Unify distributed execution logic for single replicated tables

Citus does not acquire any executor locks for shard replication == 1. With this commit, we unify this decision and exit early.
2021-10-21 16:16:20 +02:00 · 2021-10-21 16:16:20 +02:00 · d5e89b1132
parent 20f3248b6e
commit d5e89b1132
3 changed files with 208 additions and 269 deletions
--- a/src/backend/distributed/executor/adaptive_executor.c
+++ b/src/backend/distributed/executor/adaptive_executor.c
@ -632,6 +632,7 @@ static void CleanUpSessions(DistributedExecution *execution);
 static void LockPartitionsForDistributedPlan(DistributedPlan *distributedPlan);
 static void AcquireExecutorShardLocksForExecution(DistributedExecution *execution);
 static bool ModifiedTableReplicated(List *taskList);
 static bool DistributedExecutionModifiesDatabase(DistributedExecution *execution);
 static bool TaskListModifiesDatabase(RowModifyLevel modLevel, List *taskList);
 static bool DistributedExecutionRequiresRollback(List *taskList);
@ -1556,6 +1557,13 @@ LockPartitionsForDistributedPlan(DistributedPlan *distributedPlan)
 *
 * The second case prevents deadlocks due to out-of-order execution.
 *
 * There are two GUCs that can override the default behaviors.
 *  'citus.all_modifications_commutative' relaxes locking
 *  that's done for the purpose of keeping replicas consistent.
 *  'citus.enable_deadlock_prevention' relaxes locking done for
 *  the purpose of avoiding deadlocks between concurrent
 *  multi-shard commands.
 *
 * We do not take executor shard locks for utility commands such as
 * TRUNCATE because the table locks already prevent concurrent access.
 */
@ -1577,22 +1585,208 @@ AcquireExecutorShardLocksForExecution(DistributedExecution *execution)
 		return;
 	}
-	/*
+	bool requiresParallelExecutionLocks =
-	 * When executing in sequential mode or only executing a single task, we
+		!(list_length(taskList) == 1 || ShouldRunTasksSequentially(taskList));
-	 * do not need multi-shard locks.
+
-	 */
+	bool modifiedTableReplicated = ModifiedTableReplicated(taskList);
-	if (list_length(taskList) == 1 || ShouldRunTasksSequentially(taskList))

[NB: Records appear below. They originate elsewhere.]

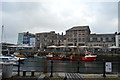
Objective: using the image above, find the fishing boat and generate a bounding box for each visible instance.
[82,51,97,61]
[46,53,63,60]
[14,52,26,58]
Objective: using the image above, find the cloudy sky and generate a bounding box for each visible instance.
[0,0,118,43]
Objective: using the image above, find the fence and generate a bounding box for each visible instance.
[14,58,120,74]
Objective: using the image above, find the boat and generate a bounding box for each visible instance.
[82,51,97,61]
[0,26,17,64]
[0,55,18,62]
[14,52,26,58]
[69,55,81,61]
[46,53,63,60]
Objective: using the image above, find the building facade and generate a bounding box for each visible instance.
[66,26,90,46]
[86,34,116,47]
[17,32,35,46]
[35,31,56,50]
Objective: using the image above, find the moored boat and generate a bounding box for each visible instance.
[82,51,97,61]
[46,53,63,60]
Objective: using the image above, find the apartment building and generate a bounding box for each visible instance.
[17,32,35,46]
[86,34,116,47]
[66,26,91,46]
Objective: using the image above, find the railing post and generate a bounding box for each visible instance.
[103,59,106,77]
[18,58,20,76]
[50,61,53,77]
[77,61,79,73]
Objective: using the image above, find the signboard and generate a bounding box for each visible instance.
[105,62,112,72]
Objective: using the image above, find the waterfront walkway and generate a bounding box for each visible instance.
[2,73,120,80]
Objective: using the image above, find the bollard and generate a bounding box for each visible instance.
[23,70,26,76]
[50,61,53,77]
[31,70,35,76]
[103,59,106,77]
[77,61,79,73]
[18,58,20,76]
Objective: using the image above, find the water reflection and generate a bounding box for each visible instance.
[14,58,118,73]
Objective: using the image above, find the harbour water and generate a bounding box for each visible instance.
[14,58,119,74]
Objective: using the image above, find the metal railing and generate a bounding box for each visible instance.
[13,59,120,76]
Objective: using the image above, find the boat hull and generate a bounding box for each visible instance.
[82,57,96,61]
[47,57,62,60]
[15,55,25,57]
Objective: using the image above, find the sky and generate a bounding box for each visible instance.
[0,0,118,43]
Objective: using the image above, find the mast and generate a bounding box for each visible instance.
[0,25,4,56]
[0,25,4,62]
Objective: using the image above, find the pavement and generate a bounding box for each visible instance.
[2,73,120,80]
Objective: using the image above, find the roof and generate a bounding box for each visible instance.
[66,26,90,31]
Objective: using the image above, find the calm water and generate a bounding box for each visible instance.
[14,58,118,73]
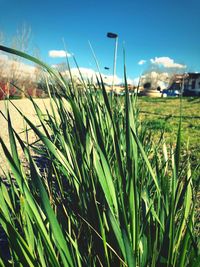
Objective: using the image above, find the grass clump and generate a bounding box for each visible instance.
[0,47,200,267]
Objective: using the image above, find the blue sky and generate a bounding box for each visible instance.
[0,0,200,82]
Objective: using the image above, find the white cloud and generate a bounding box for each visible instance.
[0,53,8,61]
[138,59,147,65]
[49,50,71,58]
[150,57,186,69]
[0,54,36,80]
[63,67,123,85]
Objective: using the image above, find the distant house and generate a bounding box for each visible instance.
[183,73,200,96]
[168,73,200,96]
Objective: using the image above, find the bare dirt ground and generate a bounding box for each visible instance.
[0,99,50,175]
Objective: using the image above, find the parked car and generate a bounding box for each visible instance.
[162,89,180,97]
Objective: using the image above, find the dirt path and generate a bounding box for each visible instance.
[0,99,50,175]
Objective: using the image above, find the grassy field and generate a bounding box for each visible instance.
[0,46,200,267]
[138,97,200,173]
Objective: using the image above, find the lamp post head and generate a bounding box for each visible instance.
[107,32,118,38]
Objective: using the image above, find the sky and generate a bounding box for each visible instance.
[0,0,200,84]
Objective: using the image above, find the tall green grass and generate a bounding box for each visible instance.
[0,46,200,267]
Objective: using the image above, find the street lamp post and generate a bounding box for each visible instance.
[107,32,118,93]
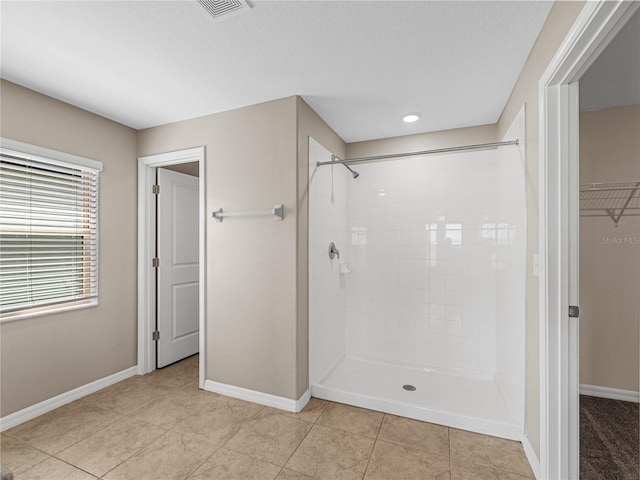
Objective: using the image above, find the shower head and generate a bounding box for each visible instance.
[343,163,360,178]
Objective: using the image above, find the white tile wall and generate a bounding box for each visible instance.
[346,151,512,372]
[309,124,526,404]
[309,138,349,385]
[496,107,527,425]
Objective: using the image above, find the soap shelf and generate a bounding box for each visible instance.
[580,182,640,227]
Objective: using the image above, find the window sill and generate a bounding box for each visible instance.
[0,298,98,323]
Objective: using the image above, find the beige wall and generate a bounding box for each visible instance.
[497,2,584,457]
[0,80,137,416]
[162,162,200,177]
[347,124,496,158]
[580,105,640,392]
[138,97,306,399]
[296,97,345,398]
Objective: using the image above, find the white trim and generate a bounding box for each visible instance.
[0,367,137,432]
[204,380,311,412]
[138,147,206,388]
[522,435,541,479]
[0,137,102,172]
[580,383,640,403]
[538,0,640,480]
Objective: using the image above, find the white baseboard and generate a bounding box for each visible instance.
[580,384,640,403]
[522,435,540,479]
[0,366,138,432]
[204,380,311,412]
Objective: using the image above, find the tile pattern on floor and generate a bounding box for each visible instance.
[0,355,533,480]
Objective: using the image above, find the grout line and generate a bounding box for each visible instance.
[276,418,315,476]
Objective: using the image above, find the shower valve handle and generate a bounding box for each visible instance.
[329,242,340,260]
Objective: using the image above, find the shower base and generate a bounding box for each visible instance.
[311,357,522,441]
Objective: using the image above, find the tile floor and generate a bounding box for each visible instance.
[0,356,533,480]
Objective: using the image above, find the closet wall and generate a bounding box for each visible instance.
[580,105,640,392]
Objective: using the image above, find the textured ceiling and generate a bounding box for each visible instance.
[580,10,640,111]
[0,1,552,142]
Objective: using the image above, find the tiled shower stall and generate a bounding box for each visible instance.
[309,108,526,439]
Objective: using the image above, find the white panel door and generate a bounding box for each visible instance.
[157,168,199,368]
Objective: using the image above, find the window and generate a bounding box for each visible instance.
[0,139,102,320]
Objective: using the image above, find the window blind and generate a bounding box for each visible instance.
[0,148,99,316]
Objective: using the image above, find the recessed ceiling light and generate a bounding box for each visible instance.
[402,113,420,123]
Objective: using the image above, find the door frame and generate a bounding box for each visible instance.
[538,0,640,480]
[137,147,207,388]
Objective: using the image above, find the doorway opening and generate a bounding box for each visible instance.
[539,1,640,479]
[137,147,206,388]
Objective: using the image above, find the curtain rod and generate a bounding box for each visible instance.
[316,139,520,167]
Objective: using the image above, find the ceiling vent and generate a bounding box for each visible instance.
[198,0,251,21]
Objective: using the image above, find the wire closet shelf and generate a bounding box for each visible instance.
[580,181,640,227]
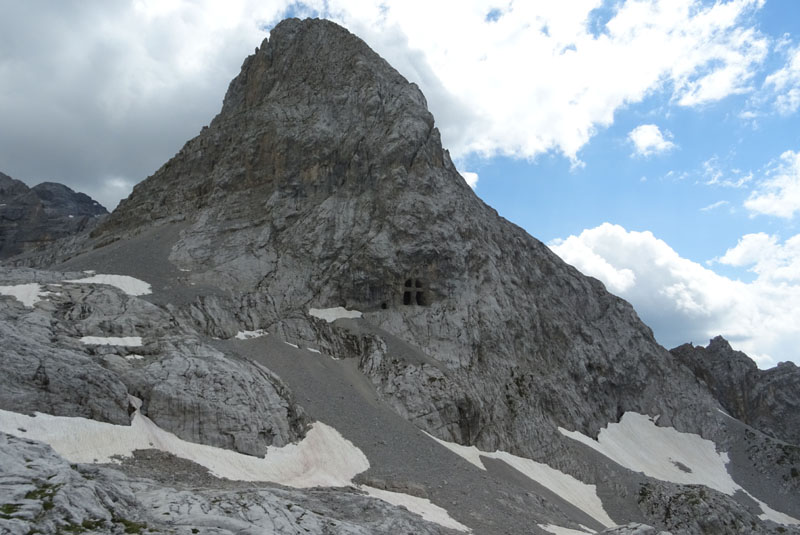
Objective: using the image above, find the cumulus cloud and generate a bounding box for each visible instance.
[460,171,478,189]
[717,232,800,284]
[744,150,800,219]
[0,0,778,209]
[700,201,728,212]
[764,46,800,115]
[703,156,753,189]
[628,124,675,156]
[549,223,800,366]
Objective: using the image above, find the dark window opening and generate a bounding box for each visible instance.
[403,279,428,306]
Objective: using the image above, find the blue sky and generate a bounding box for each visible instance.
[0,0,800,367]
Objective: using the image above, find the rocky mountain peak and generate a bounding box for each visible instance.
[670,336,800,444]
[106,19,456,236]
[0,173,108,260]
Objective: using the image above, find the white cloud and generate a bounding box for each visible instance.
[717,232,800,283]
[744,150,800,219]
[703,156,753,189]
[327,0,767,159]
[550,223,800,366]
[628,124,675,156]
[700,201,728,212]
[0,0,777,205]
[459,171,478,189]
[764,46,800,115]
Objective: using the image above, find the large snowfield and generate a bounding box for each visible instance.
[64,275,152,296]
[559,412,800,525]
[428,435,616,533]
[0,406,469,531]
[0,282,48,307]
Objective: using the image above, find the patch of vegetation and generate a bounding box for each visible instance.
[0,503,19,520]
[25,483,61,511]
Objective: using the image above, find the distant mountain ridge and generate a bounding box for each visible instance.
[670,336,800,444]
[0,173,108,260]
[0,19,800,535]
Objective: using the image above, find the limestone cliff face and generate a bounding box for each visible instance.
[0,173,108,260]
[670,336,800,445]
[89,20,717,456]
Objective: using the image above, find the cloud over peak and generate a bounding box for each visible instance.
[549,223,800,366]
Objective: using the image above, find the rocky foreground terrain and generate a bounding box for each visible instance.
[0,19,800,534]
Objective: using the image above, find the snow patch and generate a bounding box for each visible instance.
[426,433,616,529]
[539,524,597,535]
[0,282,50,307]
[81,336,142,347]
[0,410,369,488]
[308,307,361,323]
[358,485,472,533]
[558,412,800,524]
[236,329,269,340]
[0,410,469,531]
[64,271,152,296]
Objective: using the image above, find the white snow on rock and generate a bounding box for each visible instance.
[426,433,616,527]
[64,271,152,296]
[0,410,469,531]
[558,412,800,525]
[358,485,472,533]
[539,524,596,535]
[0,410,369,488]
[0,282,50,307]
[81,336,142,347]
[236,329,269,340]
[308,307,361,323]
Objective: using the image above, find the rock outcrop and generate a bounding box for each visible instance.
[670,336,800,445]
[0,270,308,456]
[79,20,717,456]
[0,19,800,533]
[0,173,108,260]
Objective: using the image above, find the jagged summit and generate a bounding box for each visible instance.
[670,336,800,444]
[54,19,716,455]
[107,19,459,234]
[0,173,108,260]
[0,20,800,535]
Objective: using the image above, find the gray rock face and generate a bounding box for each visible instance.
[0,173,108,260]
[78,20,717,464]
[7,15,797,533]
[0,433,453,535]
[637,482,800,534]
[670,336,800,445]
[0,269,307,456]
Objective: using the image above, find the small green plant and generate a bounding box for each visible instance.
[0,503,19,520]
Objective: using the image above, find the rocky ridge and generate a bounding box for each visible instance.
[84,20,717,456]
[0,173,108,260]
[0,16,800,533]
[670,336,800,445]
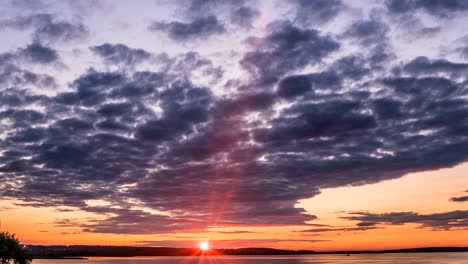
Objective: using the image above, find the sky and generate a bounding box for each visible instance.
[0,0,468,250]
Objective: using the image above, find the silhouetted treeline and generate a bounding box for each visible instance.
[27,245,468,258]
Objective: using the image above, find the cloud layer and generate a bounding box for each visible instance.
[0,1,468,234]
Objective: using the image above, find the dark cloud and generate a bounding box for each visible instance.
[293,0,345,24]
[342,211,468,230]
[277,71,342,98]
[403,57,468,74]
[343,17,389,46]
[149,15,226,41]
[90,43,151,66]
[21,43,59,64]
[240,21,340,84]
[385,0,468,17]
[230,6,260,28]
[0,4,468,237]
[0,13,89,43]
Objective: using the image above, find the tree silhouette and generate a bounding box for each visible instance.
[0,231,32,264]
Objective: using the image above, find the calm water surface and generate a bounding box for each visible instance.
[33,253,468,264]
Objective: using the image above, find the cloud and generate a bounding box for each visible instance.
[0,13,89,43]
[450,190,468,202]
[293,0,345,24]
[240,21,340,84]
[0,5,468,237]
[403,57,468,74]
[385,0,468,18]
[20,43,59,64]
[298,226,380,233]
[90,43,151,66]
[230,6,260,28]
[149,15,226,41]
[342,211,468,230]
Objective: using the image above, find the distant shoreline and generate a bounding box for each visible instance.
[27,245,468,259]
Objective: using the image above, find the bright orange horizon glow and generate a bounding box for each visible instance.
[199,241,210,251]
[0,163,468,251]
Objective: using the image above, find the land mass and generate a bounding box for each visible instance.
[27,245,468,258]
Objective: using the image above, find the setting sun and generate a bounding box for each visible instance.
[199,241,210,250]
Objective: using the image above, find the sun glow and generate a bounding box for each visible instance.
[198,241,210,251]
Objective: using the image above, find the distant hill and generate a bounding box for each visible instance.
[27,245,468,258]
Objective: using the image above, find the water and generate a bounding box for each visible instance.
[33,252,468,264]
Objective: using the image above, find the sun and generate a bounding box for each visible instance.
[198,241,210,251]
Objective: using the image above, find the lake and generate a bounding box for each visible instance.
[33,252,468,264]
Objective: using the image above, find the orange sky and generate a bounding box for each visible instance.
[0,163,468,250]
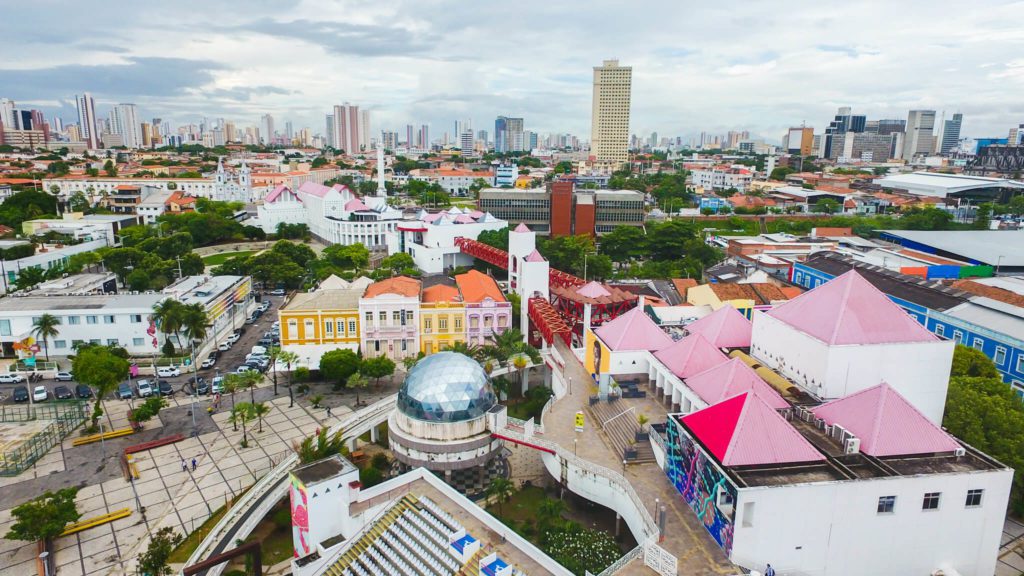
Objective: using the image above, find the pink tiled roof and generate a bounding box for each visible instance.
[577,281,611,298]
[812,382,961,456]
[682,393,825,466]
[526,250,544,262]
[654,334,729,378]
[345,198,370,212]
[767,271,938,344]
[686,305,753,348]
[594,308,672,351]
[686,358,790,410]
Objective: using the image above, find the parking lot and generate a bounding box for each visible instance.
[0,295,284,410]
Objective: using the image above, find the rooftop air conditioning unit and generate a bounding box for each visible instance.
[843,436,860,454]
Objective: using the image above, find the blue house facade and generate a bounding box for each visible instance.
[790,259,1024,398]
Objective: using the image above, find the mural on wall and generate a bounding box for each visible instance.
[665,417,736,554]
[288,476,313,558]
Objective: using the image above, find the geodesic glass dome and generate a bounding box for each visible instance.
[398,352,498,422]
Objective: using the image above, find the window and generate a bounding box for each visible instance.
[964,488,985,508]
[992,346,1007,366]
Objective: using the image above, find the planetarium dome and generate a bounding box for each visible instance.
[398,352,498,422]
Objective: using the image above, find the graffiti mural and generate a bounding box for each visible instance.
[288,476,313,558]
[665,417,736,554]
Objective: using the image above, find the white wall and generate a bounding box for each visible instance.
[730,470,1013,576]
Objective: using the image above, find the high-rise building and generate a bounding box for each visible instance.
[111,104,142,150]
[75,92,99,150]
[939,112,964,154]
[334,102,362,155]
[495,116,526,153]
[590,60,633,166]
[259,114,274,146]
[901,110,937,161]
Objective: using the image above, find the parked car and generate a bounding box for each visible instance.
[12,386,29,402]
[135,380,153,398]
[157,380,174,396]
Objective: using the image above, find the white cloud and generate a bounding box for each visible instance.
[0,0,1024,139]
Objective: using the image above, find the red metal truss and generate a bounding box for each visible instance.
[528,298,572,345]
[455,238,509,270]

+	if (!modifiedTableReplicated && !requiresParallelExecutionLocks)
 	{
 		/*
 		 * When a distributed query on tables with replication
 		 * factor == 1 and command hits only a single shard, we
 		 * rely on Postgres to handle the serialization of the
 		 * concurrent modifications on the workers.
 		 *
 		 * For reference tables, even if their placements are replicated
 		 * ones (e.g., single node), we acquire the distributed execution
 		 * locks to be consistent when new node(s) are added. So, they
 		 * do not return at this point.
 		 */
 		return;
 	}
 	/*
 	 * We first assume that all the remaining modifications are going to
 	 * be serialized. So, start with an ExclusiveLock and lower the lock level
 	 * as much as possible.
 	 */
 	int lockMode = ExclusiveLock;
 	/*
 	 * In addition to honouring commutativity rules, we currently only
 	 * allow a single multi-shard command on a shard at a time. Otherwise,
 	 * concurrent multi-shard commands may take row-level locks on the
 	 * shard placements in a different order and create a distributed
 	 * deadlock. This applies even when writes are commutative and/or
 	 * there is no replication. This can be relaxed via
 	 * EnableDeadlockPrevention.
 	 *
 	 * 1. If citus.all_modifications_commutative is set to true, then all locks
 	 * are acquired as RowExclusiveLock.
 	 *
 	 * 2. If citus.all_modifications_commutative is false, then only the shards
 	 * with more than one replicas are locked with ExclusiveLock. Otherwise, the
 	 * lock is acquired with ShareUpdateExclusiveLock.
 	 *
 	 * ShareUpdateExclusiveLock conflicts with itself such that only one
 	 * multi-shard modification at a time is allowed on a shard. It also conflicts
 	 * with ExclusiveLock, which ensures that updates/deletes/upserts are applied
 	 * in the same order on all placements. It does not conflict with
 	 * RowExclusiveLock, which is normally obtained by single-shard, commutative
 	 * writes.
 	 */
 	if (!modifiedTableReplicated && requiresParallelExecutionLocks)
 	{
 		/*
 		 * When there is no replication then we only need to prevent
 		 * concurrent multi-shard commands on the same shards. This is
 		 * because concurrent, parallel commands may modify the same
 		 * set of shards, but in different orders. The order of the
 		 * accesses might trigger distributed deadlocks that are not
 		 * possible to happen on non-distributed systems such
 		 * regular Postgres.
 		 *
 		 * As an example, assume that we have two queries: query-1 and query-2.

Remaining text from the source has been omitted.